Consider how children can share their work, with you and one another.

There are now several platforms available which can act as a sort of ‘journal’ for you to collect in work. Seesaw is a fantastic tool, especially for younger children; children sign in by scanning a QR code within the app, you can record voice instructions for them to follow, and they can then ‘like’ and comment on one another’s work. I love this for peer evaluation and feedback. Showbie is also brilliant, where you can set assignments as well as having a class discussion.  If you have iPads, AirDrop is a very simple way to collect in work. Ask children to save or screenshot what they have done (press the ‘home’ and top button at the same time) and then share it with you using Bluetooth via AirDrop. You can then select all the pictures at the same time and hit ‘print’: evidence for books!

Formative Assessment: Use Plickers and Kahoot

If you only have a teacher iPad, Plickers app is a brilliant tool for formative assessment. You just print a little card for each child (available on the web version of the app) and set a multiple choice question. They then hold the card whichever way up they think (each side is labelled with a letter) and you scan the room. It then tells you exactly who has got the question right and wrong.

Kahoot is essentially an advanced version of this, and acts like a game show. Each child needs their own device for this, but you set up a set of questions and then children log in using a simple 6-digit code and write their name, and then away you go! The great thing about this is that it gives you a breakdown of who got each question right. Bear in mind it gets very exciting and very noisy… what better way to do an end of unit assessment?

Explanation skills: create a video

If you have tablets which have a video camera (most do), then you’ll be able to get the children recording videos of themselves. I do this most often at the end of a maths topic, where the hook will be something like, ‘The year 3s have no idea what division actually means! Can you record a video to help them to understand it?’ You could then have a competition for the best explanation, where only the best three get shown. Such a brilliant engagement tool!

Ways of sharing understanding

Another great app, especially if you are used to asking children to use tablets as a research tool using the internet, is PicCollage. It’s often used to collate pictures of school events or practical lessons, but it’s brilliant for the children to use, for example flow charts. I’ve used it to ask children to record the journey of food from grower to supermarket, as they can they make it look brilliant but also instantly add pictures from the internet – but it’s very tricky to copy and paste, so they have to do the hard work!

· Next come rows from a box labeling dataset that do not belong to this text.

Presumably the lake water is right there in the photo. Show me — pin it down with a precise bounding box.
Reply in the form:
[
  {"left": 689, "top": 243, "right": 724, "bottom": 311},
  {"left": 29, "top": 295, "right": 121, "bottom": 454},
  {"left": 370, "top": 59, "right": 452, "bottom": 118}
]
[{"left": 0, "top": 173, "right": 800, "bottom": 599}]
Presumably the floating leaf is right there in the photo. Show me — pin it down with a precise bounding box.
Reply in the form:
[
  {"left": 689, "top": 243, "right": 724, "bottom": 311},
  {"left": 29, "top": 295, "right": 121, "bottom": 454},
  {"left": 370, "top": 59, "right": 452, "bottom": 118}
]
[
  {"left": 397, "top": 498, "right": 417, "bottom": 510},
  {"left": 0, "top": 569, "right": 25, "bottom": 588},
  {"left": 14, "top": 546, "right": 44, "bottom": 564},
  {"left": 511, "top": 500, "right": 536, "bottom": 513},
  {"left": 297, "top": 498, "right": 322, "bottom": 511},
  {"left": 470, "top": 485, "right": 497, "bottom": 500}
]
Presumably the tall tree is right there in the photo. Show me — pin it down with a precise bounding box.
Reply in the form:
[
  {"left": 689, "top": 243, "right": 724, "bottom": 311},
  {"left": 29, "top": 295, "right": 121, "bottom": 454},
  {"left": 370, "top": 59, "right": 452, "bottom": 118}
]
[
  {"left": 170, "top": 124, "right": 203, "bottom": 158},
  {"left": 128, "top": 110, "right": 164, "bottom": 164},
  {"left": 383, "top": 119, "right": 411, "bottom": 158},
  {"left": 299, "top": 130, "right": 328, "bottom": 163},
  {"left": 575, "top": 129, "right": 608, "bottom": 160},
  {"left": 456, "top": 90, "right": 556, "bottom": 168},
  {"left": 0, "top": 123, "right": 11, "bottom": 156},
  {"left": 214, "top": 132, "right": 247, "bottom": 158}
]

Make use of a mirroring tool, such as ‘AirServer’ to use as a visualiser

I know so many teachers who love visualisers – they are such a great way of showing what children can do, as well as modelling without having to amplify using a whiteboard. With the correct software, you can use an iPad or tablet as a visualiser. AirServer costs around £10 per device, and you can then load it on your laptop and mirror your iPad to it. If the children are using iPads too, you can ask them to put theirs on the screen instantly as well.

I now love buying Kindle versions of our class books and mirroring to the screen while reading, meaning children can read along. They now complain if I don’t display it on the screen!

Give yourself a break with flipped learning

Flipped learning is a whole other blog in and of itself, however the concept can be really simple. Share a video of yourself teaching something (our Year 2 teacher did a simple handwriting exercise to try it out) with the class and then let them watch it and complete the task. They can watch it as many times as they like. You then don’t need to repeat yourself, and can target support as and when it’s needed. I use Apple Clips app to add subtitles as well so that children can pause the video and read it too. Headphones work a treat but if you don’t have them, children can share tablets and have it quietly and it still works.

So technology really can open doors for our students and not just for researching online. Be brave, try things out, and see where it takes you.


What are your experiences of bringing learning to life with technology?